Owed To The Spud
Among the earliest gardeners in America are the Irish who traditionally plant potatoes on St. Patrick’s Day, often in the cold and blowing wind. Many Americans know that the failure of the potato crop caused an exodus of Irish natives to the United States. The subsequent contributions of the Irish Americans and their descendents range from politics to law to nearly every type of art and industry. But few are familiar with the Irish people’s profound impact on the potato.
Solanum tuberosum originated in the northern Andes, having been a staple food there for thousands of years, based on a diverse and multicolored crop cultivated extensively by the Inca when Francisco Pizarro arrived in 1532. As today, it thrived in the elevated regions of the subtropics, not unlike a cool summer in Canada.
Europeans were slow to take up the potato. They suspected root crops to be less worthy than aboveground herbaceous vegetables and grains. Oddly, while these medieval superstitions were widely shared among commoners, French and Italian aristocrats treasured the “earth truffle” and “apple of gold” as a delicacy, and court ladies famously wore tiaras of potato blossoms in their hair.
However, the Spanish saw an ideal slave food in the compact, long-lasting and nutritious tubers, one of which would suffice a native miner for an entire day. Colonial British spies noted its efficiency as well as productivity and took the news, and probably tubers as well, back to England.
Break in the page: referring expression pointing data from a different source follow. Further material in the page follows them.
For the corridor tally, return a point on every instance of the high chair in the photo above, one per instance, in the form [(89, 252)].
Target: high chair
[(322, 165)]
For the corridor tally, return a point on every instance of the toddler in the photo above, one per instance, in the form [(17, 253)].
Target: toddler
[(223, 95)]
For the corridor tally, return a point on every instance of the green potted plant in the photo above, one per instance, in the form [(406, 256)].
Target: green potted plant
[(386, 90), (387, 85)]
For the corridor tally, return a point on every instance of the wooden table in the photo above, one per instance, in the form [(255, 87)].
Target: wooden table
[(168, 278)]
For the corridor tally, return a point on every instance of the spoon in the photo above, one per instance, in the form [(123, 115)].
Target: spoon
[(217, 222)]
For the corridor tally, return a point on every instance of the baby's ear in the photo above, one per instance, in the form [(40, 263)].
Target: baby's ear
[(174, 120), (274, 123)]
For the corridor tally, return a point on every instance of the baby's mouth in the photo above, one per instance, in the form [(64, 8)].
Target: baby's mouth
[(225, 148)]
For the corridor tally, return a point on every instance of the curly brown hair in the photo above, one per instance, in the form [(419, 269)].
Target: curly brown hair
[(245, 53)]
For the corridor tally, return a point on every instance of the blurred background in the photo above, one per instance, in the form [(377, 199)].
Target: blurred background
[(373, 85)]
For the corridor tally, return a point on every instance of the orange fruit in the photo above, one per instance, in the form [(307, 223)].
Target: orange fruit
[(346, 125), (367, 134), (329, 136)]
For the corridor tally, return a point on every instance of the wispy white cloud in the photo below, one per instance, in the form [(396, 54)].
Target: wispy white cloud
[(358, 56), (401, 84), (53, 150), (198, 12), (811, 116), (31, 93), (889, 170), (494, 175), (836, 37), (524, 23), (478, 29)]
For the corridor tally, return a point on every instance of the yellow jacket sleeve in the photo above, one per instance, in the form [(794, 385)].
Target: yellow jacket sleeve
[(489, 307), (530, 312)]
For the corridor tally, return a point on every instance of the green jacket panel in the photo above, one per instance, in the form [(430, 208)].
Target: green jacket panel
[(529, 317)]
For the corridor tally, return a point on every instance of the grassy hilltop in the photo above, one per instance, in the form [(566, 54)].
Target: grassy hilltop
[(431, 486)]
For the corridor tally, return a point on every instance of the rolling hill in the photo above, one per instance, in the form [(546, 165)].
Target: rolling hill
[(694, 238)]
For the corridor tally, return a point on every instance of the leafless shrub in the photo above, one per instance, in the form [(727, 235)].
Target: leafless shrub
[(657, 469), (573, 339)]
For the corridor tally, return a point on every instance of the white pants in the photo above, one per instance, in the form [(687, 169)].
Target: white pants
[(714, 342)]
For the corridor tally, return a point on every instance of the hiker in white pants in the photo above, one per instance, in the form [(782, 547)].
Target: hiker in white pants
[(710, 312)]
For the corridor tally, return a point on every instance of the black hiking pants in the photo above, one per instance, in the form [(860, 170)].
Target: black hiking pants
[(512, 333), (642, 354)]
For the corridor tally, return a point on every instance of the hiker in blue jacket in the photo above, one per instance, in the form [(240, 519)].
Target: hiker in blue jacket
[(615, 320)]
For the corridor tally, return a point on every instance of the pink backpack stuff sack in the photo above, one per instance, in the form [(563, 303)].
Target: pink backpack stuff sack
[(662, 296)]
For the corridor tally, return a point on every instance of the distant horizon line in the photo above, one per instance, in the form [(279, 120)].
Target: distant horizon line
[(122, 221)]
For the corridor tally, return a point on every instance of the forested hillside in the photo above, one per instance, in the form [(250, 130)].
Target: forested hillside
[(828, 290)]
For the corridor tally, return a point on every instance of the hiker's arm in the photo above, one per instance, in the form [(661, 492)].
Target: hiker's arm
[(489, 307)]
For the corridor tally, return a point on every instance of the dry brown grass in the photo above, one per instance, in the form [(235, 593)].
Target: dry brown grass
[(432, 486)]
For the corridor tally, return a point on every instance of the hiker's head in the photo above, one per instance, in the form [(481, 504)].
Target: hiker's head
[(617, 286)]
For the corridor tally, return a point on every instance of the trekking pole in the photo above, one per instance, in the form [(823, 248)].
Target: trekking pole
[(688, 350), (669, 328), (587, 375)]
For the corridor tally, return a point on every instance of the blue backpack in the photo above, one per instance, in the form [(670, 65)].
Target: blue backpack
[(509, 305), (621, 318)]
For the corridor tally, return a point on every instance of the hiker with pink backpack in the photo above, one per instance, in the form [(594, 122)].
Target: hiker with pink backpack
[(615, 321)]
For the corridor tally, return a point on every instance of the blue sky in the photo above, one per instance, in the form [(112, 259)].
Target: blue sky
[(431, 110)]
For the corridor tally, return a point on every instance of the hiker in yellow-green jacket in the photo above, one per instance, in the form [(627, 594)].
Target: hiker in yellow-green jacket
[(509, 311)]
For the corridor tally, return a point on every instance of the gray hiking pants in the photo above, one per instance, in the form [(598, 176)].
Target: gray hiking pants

Before America, Ireland had become Britain’s first true colony. The spud was reckoned to be an ideal crop for the virtual slave population that made up the Irish peasantry. Cheaper to grow and prepare than grain and suited to cool, cloudy summers, the potato was introduced in County Wicklow about 1640. In a few decades the large, lumpy type became the dominant food crop, especially in the populous south.
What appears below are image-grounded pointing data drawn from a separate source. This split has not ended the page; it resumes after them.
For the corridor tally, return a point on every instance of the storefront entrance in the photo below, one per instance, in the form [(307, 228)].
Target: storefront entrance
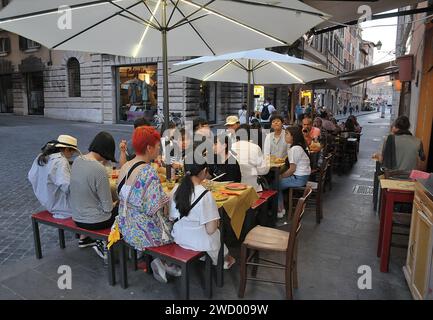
[(137, 93), (35, 92), (6, 96)]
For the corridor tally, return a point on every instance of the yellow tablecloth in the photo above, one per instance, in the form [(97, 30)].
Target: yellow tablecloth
[(397, 184), (235, 206)]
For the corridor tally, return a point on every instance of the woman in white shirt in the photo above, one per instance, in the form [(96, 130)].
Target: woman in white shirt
[(243, 114), (50, 176), (250, 157), (275, 142), (196, 215), (299, 165)]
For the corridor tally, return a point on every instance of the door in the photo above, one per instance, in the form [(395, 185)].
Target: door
[(35, 92), (208, 101), (423, 253), (6, 97)]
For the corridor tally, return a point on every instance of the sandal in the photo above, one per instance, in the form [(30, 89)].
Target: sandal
[(229, 264)]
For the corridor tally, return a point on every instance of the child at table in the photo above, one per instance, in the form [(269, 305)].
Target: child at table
[(196, 214)]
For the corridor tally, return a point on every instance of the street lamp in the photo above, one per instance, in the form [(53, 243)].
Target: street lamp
[(378, 45)]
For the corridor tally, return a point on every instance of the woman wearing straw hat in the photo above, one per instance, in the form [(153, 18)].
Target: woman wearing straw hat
[(91, 198), (50, 175)]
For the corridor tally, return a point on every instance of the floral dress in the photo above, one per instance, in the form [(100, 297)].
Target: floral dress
[(141, 220)]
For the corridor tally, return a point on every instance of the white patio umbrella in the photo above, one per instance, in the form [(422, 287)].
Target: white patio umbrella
[(151, 28), (258, 66)]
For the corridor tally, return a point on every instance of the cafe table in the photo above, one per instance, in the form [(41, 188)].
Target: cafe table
[(234, 208), (392, 191)]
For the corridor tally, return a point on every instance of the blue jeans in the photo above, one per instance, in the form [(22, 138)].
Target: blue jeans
[(290, 182)]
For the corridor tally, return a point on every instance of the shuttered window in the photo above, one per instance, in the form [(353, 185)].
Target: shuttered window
[(74, 78)]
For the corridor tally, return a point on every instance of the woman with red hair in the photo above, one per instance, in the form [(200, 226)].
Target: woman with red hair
[(143, 215)]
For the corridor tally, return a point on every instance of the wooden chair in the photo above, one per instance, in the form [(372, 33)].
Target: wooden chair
[(317, 188), (264, 239)]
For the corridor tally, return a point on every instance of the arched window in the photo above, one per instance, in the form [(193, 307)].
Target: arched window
[(74, 77)]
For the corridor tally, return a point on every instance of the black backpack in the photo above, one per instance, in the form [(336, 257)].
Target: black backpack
[(265, 112)]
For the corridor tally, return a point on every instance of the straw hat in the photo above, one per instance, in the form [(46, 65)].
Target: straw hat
[(65, 141), (231, 120)]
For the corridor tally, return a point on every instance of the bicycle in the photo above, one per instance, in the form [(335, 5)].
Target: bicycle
[(175, 118)]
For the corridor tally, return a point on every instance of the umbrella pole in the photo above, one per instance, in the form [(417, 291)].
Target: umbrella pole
[(165, 76), (249, 92)]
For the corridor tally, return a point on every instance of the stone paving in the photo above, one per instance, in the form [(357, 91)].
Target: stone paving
[(329, 253)]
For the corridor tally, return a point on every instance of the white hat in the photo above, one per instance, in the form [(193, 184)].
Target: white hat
[(65, 141), (231, 120)]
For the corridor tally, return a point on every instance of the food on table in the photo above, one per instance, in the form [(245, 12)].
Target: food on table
[(236, 186), (219, 196)]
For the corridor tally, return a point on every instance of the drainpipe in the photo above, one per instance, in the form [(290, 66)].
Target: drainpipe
[(102, 88)]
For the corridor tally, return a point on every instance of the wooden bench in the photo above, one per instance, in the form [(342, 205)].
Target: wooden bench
[(171, 253), (45, 217)]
The adoption of the potato in Ireland set the stage for one of history’s greatest and most tragic ironies. The British generally ignored one of nature’s perfect foods, maintaining instead a poor diet of processed grains, such as flour, and aged meats. On the other hand, fresh and earthy potatoes provided the Irish peasant family with excellent nutrition for over 200 years, until the first of several steadily worsening potato famines beginning in 1830. As a result, Ireland’s rural and impoverished population sky-rocketed from 4 million people in 1780 to more than 8 million in 1841. A diet of potato and dairy products improved Irish health to such an extent that, eventually, Ireland literally dwarfed England. The sturdy Celts became the “Irish giants” of fact as well as fiction. Not only were individual size and strength improved, but also infant mortality was dramatically reduced. Families typically had 6 to 10 surviving children.
Tragedy stuck when a voracious strain of the fungus, Phytophthora infestans, originating in a remote valley in Mexico and causing a disease called blight, escaped and spread throughout Western Europe in 1845. Its prodigiously infectious spores rode the moist winds during the unusually cool, overcast summers of 1846 and 1847. Since many of the several dozen potato cultivars used in this time were related, the fungus devastated the crops not only throughout Ireland, but also across Northern and Central Europe. For instance, Poland was only somewhat less hard hit than Ireland. But the land-locked Poles simply starved en masse, while the Irish had better chances to take to the seas.
In a great reversal of fortune, the potato’s god-sent qualities for Ireland disappeared in the Great Potato Famine, when starvation caused the death of over 1 million people by 1848, more than 12 percent of the population. Millions more immigrated to North America. Ireland had lost nearly half its people by 1900.
Growers and farmers immediately blamed themselves, the soil, the British—even Satan. However, the potato surprisingly rebounded quickly once Irish and British agriculturists found the remedy in new plant-breeding programs based on potatoes from fields that survived. Out of this laboratory of misery, tragedy begot triumph. Many historians consider the Great Potato Famine to have stimulated modern agricultural science, indirectly leading to such work as Mendel’s study of garden peas in the 1860s, which in turn led to the modern science of genetics, and the theory of evolution.
Certainly, the roots of western civilization were conserved by Irish monks, as Thomas Cahill described in his book, How the Irish Saved Civilization. But overlooked is the role the Irish played, and the sacrifices they made, in conserving one of the world’s greatest food crops. As we celebrate St. Patrick’s Day, let us remember the example of the potato’s history in Ireland.
George: Good insight to “potatoes-r-us”.Traditonally in the oil patch when someone begins a well,to start drilling it is called to”..Spud a well..”.